Well, I can see a room with an Excel speadsheet being projected onto the wall, and it turns out thats the right one. Like all good job seekers I sit right at the back, I know that if I'm a goody two shoes and sit at the front then snotty Johnson will try and wipe boggies in my hair when I'm not looking. Or maybe that's just primary school?
I've made a classic mistake - I've sat a bit to close to the guy running the course, and he keeps trying to interact. When he talks to the room he keeps looking at me.... or is he? Such a severe level of boss-eyedness needs corrective action - I suppose he could be looking at anyone.
The course leader gives us the following gems of wisdom to make sure we can claim jobseekers allowance, and to help us get back to work:
- Remember to look for work.
- Remember to apply for jobs.
- Remember to turn up for interviews looking smart, and don't call your prospective employer 'a knob'.
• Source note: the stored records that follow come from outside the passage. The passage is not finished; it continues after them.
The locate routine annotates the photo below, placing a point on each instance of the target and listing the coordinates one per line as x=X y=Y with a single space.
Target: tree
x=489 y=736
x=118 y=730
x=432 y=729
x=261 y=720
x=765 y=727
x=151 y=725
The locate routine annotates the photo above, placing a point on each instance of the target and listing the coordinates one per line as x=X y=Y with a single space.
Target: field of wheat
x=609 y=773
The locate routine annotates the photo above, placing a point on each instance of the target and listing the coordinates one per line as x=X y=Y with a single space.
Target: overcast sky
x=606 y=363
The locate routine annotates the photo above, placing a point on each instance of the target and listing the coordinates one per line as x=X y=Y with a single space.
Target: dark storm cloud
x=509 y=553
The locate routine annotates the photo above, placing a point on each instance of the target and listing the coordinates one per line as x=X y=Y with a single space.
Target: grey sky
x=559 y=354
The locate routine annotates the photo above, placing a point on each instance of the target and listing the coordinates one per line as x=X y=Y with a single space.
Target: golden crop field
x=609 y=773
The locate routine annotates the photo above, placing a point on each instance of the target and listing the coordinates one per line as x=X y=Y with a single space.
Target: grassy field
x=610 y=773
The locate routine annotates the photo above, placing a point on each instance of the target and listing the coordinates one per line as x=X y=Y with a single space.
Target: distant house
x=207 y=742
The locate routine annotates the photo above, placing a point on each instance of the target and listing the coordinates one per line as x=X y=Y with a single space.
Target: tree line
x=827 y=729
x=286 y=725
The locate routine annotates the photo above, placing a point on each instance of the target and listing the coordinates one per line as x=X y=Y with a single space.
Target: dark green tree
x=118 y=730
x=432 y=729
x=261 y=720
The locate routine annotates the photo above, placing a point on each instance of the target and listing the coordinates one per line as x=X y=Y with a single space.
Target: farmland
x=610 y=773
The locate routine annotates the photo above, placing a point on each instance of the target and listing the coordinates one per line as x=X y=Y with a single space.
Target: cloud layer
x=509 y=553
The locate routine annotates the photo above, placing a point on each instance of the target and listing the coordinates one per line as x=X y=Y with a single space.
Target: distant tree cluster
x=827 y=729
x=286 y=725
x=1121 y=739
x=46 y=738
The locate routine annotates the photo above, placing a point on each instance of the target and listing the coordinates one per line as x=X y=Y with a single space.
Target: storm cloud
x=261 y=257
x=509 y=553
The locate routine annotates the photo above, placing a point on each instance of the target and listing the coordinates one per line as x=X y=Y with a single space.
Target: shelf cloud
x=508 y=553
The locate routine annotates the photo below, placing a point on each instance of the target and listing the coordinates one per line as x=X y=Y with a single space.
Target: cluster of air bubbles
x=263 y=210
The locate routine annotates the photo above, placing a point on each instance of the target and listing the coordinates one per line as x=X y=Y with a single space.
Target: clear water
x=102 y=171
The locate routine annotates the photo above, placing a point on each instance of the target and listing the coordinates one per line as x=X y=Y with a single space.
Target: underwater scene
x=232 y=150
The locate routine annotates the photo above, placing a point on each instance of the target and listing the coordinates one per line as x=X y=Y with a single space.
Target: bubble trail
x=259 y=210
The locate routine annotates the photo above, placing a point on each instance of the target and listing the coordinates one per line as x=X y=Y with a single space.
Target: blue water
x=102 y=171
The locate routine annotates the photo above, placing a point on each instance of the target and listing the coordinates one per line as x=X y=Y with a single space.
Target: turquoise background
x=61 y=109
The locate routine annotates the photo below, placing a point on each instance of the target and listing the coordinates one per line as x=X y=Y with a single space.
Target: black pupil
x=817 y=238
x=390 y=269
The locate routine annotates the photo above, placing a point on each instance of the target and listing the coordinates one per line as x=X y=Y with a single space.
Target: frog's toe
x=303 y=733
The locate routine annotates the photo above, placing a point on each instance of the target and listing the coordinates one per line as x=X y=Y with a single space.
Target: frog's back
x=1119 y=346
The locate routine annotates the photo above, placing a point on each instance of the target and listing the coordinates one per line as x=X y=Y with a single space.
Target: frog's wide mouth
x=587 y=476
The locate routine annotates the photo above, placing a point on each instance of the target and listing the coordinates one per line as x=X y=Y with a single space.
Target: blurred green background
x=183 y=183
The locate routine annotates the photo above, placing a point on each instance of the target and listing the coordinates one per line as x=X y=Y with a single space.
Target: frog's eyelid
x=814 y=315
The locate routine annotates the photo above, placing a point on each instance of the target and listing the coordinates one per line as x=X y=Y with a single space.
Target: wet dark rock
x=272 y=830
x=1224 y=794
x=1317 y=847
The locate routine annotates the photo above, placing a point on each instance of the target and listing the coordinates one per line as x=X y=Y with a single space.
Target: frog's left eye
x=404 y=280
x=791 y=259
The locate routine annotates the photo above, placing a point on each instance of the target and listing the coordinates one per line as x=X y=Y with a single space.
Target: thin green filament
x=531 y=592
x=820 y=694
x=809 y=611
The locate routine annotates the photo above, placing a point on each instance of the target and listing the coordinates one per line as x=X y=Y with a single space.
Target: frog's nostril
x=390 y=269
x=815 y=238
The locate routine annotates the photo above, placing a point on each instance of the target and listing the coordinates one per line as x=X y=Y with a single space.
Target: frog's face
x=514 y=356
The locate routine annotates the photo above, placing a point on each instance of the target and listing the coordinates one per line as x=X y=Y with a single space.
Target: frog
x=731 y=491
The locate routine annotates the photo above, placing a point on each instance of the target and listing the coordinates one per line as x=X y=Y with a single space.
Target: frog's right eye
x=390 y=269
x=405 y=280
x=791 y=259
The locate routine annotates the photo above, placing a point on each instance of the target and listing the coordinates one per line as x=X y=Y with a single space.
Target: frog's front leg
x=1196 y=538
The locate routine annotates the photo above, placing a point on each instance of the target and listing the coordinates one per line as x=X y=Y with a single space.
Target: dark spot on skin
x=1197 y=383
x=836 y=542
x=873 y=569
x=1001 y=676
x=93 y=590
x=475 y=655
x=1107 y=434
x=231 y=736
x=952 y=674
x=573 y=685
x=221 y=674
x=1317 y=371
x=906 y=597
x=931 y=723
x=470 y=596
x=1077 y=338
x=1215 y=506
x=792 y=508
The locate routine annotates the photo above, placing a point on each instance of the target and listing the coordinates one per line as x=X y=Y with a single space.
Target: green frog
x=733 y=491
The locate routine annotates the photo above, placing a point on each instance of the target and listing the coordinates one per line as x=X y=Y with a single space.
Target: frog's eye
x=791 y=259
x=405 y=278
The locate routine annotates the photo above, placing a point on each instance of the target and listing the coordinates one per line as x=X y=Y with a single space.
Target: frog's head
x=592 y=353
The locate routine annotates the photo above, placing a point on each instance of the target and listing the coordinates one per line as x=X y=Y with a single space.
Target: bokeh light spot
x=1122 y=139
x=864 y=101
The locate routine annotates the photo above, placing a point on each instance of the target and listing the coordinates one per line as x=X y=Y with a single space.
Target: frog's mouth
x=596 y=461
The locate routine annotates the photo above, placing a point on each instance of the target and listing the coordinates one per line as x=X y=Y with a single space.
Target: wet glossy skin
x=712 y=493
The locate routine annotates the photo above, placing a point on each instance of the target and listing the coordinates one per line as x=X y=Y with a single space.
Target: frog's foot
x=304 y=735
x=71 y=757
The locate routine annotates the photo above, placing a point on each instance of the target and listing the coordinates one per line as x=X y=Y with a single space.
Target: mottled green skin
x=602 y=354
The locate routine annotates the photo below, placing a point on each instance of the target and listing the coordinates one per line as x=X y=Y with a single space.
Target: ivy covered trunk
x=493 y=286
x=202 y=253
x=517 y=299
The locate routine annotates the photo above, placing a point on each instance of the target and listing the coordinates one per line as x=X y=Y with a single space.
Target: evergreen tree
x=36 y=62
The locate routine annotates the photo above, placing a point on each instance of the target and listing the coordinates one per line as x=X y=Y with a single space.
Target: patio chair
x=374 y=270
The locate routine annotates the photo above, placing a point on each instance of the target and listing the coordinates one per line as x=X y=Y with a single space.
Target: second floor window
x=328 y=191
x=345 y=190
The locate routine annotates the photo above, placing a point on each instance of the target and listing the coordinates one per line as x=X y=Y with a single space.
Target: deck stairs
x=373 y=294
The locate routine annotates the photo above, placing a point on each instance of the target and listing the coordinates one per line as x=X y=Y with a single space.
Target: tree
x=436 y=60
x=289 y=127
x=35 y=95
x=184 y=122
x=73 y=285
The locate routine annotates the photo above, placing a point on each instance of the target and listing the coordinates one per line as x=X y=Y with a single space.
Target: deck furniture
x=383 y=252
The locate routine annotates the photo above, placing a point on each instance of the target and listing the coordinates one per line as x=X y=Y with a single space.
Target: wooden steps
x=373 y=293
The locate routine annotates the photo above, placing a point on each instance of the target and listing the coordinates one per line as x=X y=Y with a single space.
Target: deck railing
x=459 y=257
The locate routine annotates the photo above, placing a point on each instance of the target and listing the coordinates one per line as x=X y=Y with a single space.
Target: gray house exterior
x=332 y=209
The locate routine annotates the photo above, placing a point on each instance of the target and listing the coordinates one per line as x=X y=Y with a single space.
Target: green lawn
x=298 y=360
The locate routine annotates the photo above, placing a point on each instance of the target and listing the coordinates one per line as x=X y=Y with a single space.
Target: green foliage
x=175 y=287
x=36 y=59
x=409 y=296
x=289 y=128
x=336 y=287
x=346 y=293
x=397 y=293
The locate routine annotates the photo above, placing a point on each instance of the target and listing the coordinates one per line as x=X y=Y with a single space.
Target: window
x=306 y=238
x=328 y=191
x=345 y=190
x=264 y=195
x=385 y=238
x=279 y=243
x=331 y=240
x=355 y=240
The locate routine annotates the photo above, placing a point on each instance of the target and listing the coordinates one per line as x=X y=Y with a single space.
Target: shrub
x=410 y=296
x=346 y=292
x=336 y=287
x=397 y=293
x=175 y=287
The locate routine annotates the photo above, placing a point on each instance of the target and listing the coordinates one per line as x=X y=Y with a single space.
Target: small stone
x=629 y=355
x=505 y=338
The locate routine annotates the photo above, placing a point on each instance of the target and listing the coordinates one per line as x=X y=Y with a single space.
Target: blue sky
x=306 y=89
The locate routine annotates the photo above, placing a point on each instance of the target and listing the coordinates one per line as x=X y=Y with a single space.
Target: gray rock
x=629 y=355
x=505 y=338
I swear one of the guys is asleep, mind you he did confess to having attended the same course just six months earlier. What do you call people like that. Unlucky? Repeat offender? Serial jobseeker? Do people not understand steps 1-3 without being told? Do taxpayers employ a person to tell you this?
We're all reminded to fill in our jobseekers diary with things that we have done to find work. I've filled in masses of information in a log book I keep - they want me to fill each activity in a box no bigger than a stamp. Mind you, I think - given the near comatose state of some of my fellow seekers - 'Got up' would be accepted as a jobseeking activity.
Then they check we all have CVs. To their credit nearly everyone does. One guy doesn't though, as 'I've been in Spain for the last 10 years mate'. Okay, so living in Spain obviously means you don't need a CV. Coming back to the UK and looking for work here still means you don't need a CV? I'm sure this shining example of jobseeker-dom will soon find himself a wholesome and fulfilling role. Probably dealing weed. Or 'stabbing up some bloke who looked at him wrong'.
Mercifully it only takes half an hour. I fight the urge to ask questions about how he is still employed and I'm not, so we all escape - back into the rain.